In this study, we found that the post-LT survival rate (79%) was higher than pre-LT one (72%). Therefore, LT is an important event in the evolution of ESLD. It is essential to determine what factors may prioritize the patient to LT and how its occurrence may affect other events as a prognostic factor. Little attention has been paid to this important question in previous studies, but in our study, Markov multistate model allows considering LT as an intermediate event between baseline prognostic factors and the ultimate event of death.

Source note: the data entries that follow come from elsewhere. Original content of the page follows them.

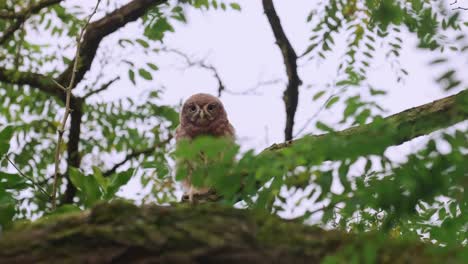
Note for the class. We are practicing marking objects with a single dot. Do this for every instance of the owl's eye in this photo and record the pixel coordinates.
(211, 107)
(192, 108)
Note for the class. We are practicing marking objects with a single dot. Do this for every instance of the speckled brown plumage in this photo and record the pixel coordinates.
(202, 114)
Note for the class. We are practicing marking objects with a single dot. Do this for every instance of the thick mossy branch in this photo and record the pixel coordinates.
(122, 233)
(375, 137)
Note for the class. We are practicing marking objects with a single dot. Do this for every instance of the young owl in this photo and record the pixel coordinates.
(202, 114)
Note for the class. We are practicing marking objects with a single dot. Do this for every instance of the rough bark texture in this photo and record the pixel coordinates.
(95, 33)
(397, 128)
(123, 233)
(291, 94)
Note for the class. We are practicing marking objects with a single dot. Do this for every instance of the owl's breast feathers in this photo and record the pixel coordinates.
(219, 128)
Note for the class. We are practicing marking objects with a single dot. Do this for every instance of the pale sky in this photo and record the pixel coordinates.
(241, 46)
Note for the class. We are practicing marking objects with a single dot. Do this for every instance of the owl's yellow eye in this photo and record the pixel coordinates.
(211, 107)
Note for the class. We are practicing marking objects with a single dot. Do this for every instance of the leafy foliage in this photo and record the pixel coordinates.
(342, 180)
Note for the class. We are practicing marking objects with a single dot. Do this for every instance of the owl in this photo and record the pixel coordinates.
(202, 115)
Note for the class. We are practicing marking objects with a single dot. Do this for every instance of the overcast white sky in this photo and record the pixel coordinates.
(241, 46)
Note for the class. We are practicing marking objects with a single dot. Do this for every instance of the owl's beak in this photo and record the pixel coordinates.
(202, 114)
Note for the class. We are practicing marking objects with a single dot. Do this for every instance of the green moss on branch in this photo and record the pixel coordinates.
(122, 233)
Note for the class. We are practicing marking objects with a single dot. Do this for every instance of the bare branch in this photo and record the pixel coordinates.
(61, 130)
(36, 185)
(102, 88)
(99, 29)
(22, 16)
(291, 94)
(135, 154)
(201, 64)
(398, 128)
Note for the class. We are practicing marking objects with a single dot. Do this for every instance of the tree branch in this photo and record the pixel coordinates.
(102, 88)
(397, 128)
(95, 32)
(22, 16)
(103, 27)
(135, 154)
(291, 94)
(122, 233)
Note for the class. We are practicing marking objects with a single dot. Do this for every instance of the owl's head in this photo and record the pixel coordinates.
(202, 110)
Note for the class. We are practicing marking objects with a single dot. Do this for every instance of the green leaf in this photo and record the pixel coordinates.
(323, 127)
(145, 74)
(87, 185)
(332, 101)
(235, 6)
(5, 136)
(118, 180)
(7, 208)
(156, 30)
(152, 66)
(143, 43)
(318, 95)
(12, 181)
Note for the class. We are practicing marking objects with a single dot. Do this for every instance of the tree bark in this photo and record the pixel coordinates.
(120, 232)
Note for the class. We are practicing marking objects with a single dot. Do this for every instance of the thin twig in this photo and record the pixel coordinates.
(102, 88)
(27, 177)
(61, 130)
(135, 154)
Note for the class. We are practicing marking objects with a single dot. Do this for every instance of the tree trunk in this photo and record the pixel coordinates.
(123, 233)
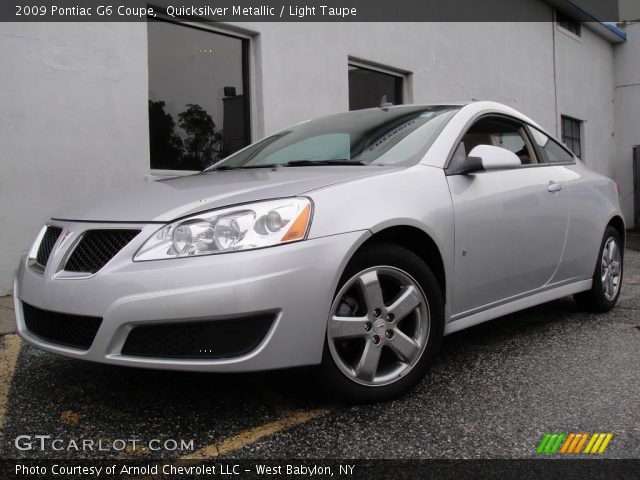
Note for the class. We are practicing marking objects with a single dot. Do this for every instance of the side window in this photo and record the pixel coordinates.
(552, 150)
(499, 132)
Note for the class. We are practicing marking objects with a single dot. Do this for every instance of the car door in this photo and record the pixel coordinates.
(510, 225)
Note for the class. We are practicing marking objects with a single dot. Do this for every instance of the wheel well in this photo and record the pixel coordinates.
(418, 242)
(617, 223)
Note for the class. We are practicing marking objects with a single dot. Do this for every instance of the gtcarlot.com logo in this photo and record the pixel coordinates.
(569, 443)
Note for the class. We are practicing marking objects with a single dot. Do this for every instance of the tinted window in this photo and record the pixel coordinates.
(568, 23)
(367, 87)
(198, 102)
(552, 150)
(499, 132)
(376, 136)
(571, 134)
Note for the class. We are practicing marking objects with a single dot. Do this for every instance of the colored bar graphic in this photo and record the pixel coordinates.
(573, 443)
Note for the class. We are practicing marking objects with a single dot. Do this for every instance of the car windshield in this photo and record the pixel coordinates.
(380, 136)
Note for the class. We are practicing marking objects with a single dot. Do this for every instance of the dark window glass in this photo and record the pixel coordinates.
(377, 137)
(552, 150)
(502, 133)
(366, 88)
(568, 23)
(198, 96)
(571, 135)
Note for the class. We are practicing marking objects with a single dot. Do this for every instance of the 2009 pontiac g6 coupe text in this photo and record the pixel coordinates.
(352, 242)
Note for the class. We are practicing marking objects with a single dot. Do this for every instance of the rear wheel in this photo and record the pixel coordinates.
(385, 325)
(607, 278)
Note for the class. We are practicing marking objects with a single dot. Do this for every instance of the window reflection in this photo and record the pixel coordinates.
(198, 102)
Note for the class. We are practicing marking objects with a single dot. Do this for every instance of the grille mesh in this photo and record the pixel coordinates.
(96, 248)
(204, 339)
(46, 245)
(61, 328)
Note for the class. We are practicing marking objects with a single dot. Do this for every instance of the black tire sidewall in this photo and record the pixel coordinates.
(601, 300)
(336, 382)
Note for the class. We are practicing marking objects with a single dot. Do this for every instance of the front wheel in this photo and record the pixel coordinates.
(385, 325)
(607, 278)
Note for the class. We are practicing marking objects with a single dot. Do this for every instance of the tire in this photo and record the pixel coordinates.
(401, 334)
(607, 277)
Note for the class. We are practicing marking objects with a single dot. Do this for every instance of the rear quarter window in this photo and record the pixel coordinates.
(552, 151)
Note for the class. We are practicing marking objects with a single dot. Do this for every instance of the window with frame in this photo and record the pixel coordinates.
(551, 150)
(367, 86)
(571, 134)
(498, 132)
(198, 95)
(567, 23)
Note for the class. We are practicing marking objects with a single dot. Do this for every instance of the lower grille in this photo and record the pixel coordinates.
(64, 329)
(193, 340)
(96, 248)
(49, 239)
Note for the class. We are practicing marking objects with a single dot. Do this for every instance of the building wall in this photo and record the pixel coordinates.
(627, 114)
(74, 96)
(73, 121)
(584, 70)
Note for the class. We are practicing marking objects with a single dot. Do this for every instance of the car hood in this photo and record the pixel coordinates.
(166, 200)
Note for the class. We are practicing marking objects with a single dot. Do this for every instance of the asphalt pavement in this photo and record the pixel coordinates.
(494, 391)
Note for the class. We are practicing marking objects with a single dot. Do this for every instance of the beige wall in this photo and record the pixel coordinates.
(627, 114)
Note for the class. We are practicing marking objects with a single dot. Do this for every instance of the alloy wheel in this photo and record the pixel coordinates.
(610, 268)
(378, 326)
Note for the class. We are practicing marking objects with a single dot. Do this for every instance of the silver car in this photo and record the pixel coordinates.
(352, 243)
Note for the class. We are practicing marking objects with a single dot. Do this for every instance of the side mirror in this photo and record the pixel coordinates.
(489, 157)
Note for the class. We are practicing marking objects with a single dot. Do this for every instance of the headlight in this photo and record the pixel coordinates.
(245, 227)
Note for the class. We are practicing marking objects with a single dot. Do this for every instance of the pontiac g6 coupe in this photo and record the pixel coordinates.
(352, 243)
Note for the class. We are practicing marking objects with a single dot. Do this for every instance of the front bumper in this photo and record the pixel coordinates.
(295, 283)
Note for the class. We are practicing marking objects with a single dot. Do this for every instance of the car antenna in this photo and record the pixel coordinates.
(384, 104)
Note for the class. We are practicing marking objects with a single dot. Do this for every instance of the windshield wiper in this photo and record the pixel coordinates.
(242, 167)
(292, 163)
(311, 163)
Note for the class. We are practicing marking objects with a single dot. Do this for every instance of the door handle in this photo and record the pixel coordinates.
(554, 186)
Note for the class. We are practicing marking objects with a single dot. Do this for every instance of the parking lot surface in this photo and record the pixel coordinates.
(493, 392)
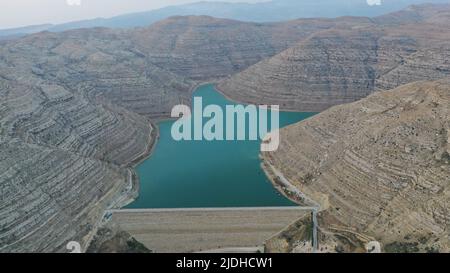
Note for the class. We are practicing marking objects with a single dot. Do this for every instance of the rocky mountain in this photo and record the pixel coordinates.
(264, 11)
(379, 167)
(76, 106)
(75, 109)
(345, 64)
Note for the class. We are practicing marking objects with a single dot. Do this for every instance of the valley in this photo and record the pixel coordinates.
(78, 111)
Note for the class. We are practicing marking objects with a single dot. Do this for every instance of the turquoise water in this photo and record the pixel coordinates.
(190, 174)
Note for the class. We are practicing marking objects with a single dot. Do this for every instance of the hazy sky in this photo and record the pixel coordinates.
(15, 13)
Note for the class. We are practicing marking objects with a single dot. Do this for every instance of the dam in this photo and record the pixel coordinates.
(199, 174)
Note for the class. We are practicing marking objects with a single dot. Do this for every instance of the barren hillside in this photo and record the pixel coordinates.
(344, 64)
(379, 167)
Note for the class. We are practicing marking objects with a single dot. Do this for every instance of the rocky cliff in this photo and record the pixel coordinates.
(380, 167)
(74, 113)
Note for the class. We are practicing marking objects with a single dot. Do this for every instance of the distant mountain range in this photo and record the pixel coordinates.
(276, 10)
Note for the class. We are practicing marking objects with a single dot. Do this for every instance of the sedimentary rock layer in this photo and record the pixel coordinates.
(379, 167)
(344, 64)
(74, 113)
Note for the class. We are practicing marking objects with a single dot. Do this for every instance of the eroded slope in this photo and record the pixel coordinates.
(379, 167)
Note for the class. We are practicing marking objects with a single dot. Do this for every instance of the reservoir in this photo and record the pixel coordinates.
(195, 174)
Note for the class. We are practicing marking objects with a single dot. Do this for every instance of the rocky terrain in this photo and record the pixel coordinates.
(344, 64)
(75, 109)
(379, 167)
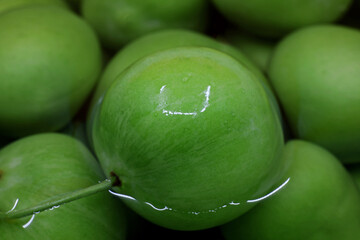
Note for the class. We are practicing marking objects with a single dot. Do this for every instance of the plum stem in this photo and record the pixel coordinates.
(60, 199)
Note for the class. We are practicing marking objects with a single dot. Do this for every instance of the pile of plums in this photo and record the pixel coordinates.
(198, 119)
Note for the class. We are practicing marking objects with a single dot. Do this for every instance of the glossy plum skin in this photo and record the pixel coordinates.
(318, 201)
(38, 167)
(158, 41)
(315, 74)
(192, 135)
(49, 62)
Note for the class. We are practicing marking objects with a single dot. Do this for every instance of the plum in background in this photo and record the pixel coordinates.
(276, 18)
(315, 72)
(7, 5)
(318, 200)
(118, 22)
(38, 167)
(49, 62)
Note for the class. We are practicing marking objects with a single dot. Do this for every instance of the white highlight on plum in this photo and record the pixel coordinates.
(158, 209)
(122, 195)
(54, 207)
(271, 193)
(234, 203)
(162, 88)
(15, 204)
(30, 221)
(169, 112)
(207, 98)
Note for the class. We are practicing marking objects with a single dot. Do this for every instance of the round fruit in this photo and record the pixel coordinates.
(318, 200)
(162, 40)
(275, 18)
(49, 62)
(120, 21)
(37, 167)
(315, 73)
(191, 135)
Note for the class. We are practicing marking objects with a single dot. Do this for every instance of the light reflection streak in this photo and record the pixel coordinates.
(15, 204)
(30, 221)
(205, 104)
(122, 195)
(271, 193)
(158, 209)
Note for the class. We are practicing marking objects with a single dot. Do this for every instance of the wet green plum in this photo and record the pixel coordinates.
(49, 62)
(192, 135)
(315, 74)
(318, 200)
(6, 5)
(162, 40)
(118, 22)
(37, 167)
(276, 18)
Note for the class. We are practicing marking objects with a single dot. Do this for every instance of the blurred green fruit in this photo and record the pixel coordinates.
(7, 5)
(275, 18)
(49, 62)
(38, 167)
(318, 200)
(120, 21)
(316, 74)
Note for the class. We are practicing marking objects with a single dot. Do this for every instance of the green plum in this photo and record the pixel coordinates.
(49, 62)
(157, 41)
(275, 18)
(315, 73)
(118, 22)
(37, 167)
(318, 200)
(192, 135)
(6, 5)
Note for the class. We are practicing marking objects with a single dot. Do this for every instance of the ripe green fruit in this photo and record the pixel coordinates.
(120, 21)
(318, 200)
(192, 135)
(49, 62)
(315, 73)
(37, 167)
(162, 40)
(275, 18)
(6, 5)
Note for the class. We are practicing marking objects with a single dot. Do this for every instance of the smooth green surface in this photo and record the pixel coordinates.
(192, 135)
(315, 73)
(275, 18)
(38, 167)
(118, 22)
(161, 40)
(320, 201)
(49, 62)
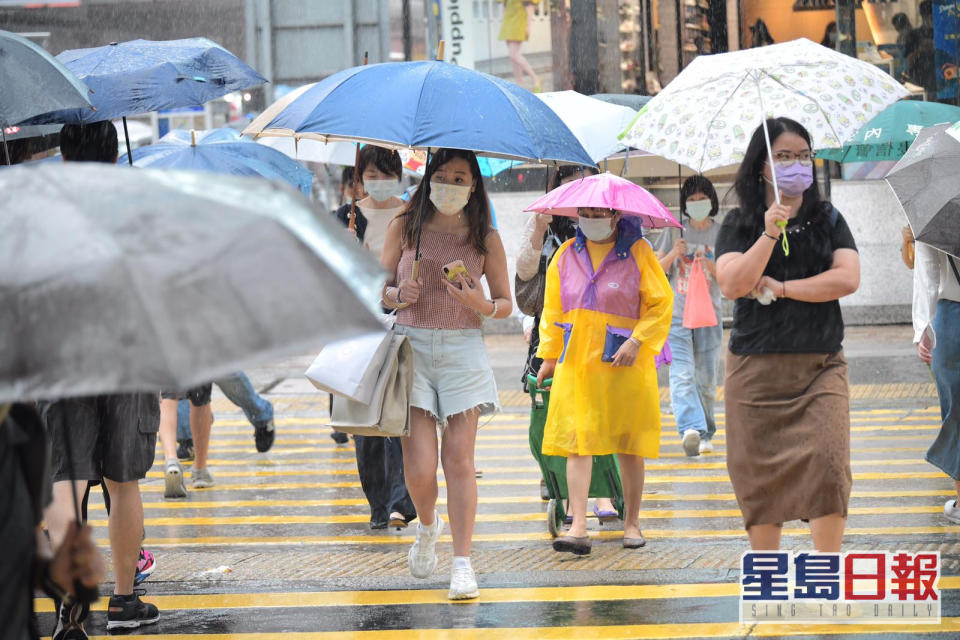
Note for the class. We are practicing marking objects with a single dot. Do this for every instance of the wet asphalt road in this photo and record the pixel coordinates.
(280, 547)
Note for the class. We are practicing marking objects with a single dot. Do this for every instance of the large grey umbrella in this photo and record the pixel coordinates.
(34, 82)
(116, 280)
(927, 182)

As shown in [Table 2], the probability of death in the waiting list was underestimated when LT status was not considered in the analysis. These biases increased over time since patients, who underwent LT, had proper survival. In Markov multistate model, we found that post-LT survival probabilities were 95%, 86%, and 77% at 1, 3, and 5 years, respectively, and higher than pre-LT survival probabilities (86%, 56%, and 38%) [Table 2]. The survival probabilities in the study were estimated to be higher than previous works,[34],[35] which indicates the importance of complication management.

In this center, 33% of the waiting list patients managed to receive donated liver and according to results of Markov multistate model, the probability of underwent transplant for each patient was estimated about 30% at the 5th year; it was similar to other single centers with scarce deceased donor organ.[36]

Based on our knowledge, this is the first study, analyzing the prognostic performance of MELD score on pre- and post-LT survival simultaneously. Although the MELD score is associated with overall survival without considering LT (HR = 1.07), according to multistate model results, high MELD score increased the risk of mortality only before transplant (about 16%) and did not have a significant effect on post-LT survival. Some study confirm these findings.[25],[37],[38] It may happen due to the MELD index introduced to reduce waiting list mortality, not to predict post-LT survival. Alternatively, other distinct analyses showed that patients with a higher MELD score tended to experience worse/better post-LT survival.[11],[39],[40],[41],[42] Finally, the occurrence of LT among patients with high MELD score was increased about 22%.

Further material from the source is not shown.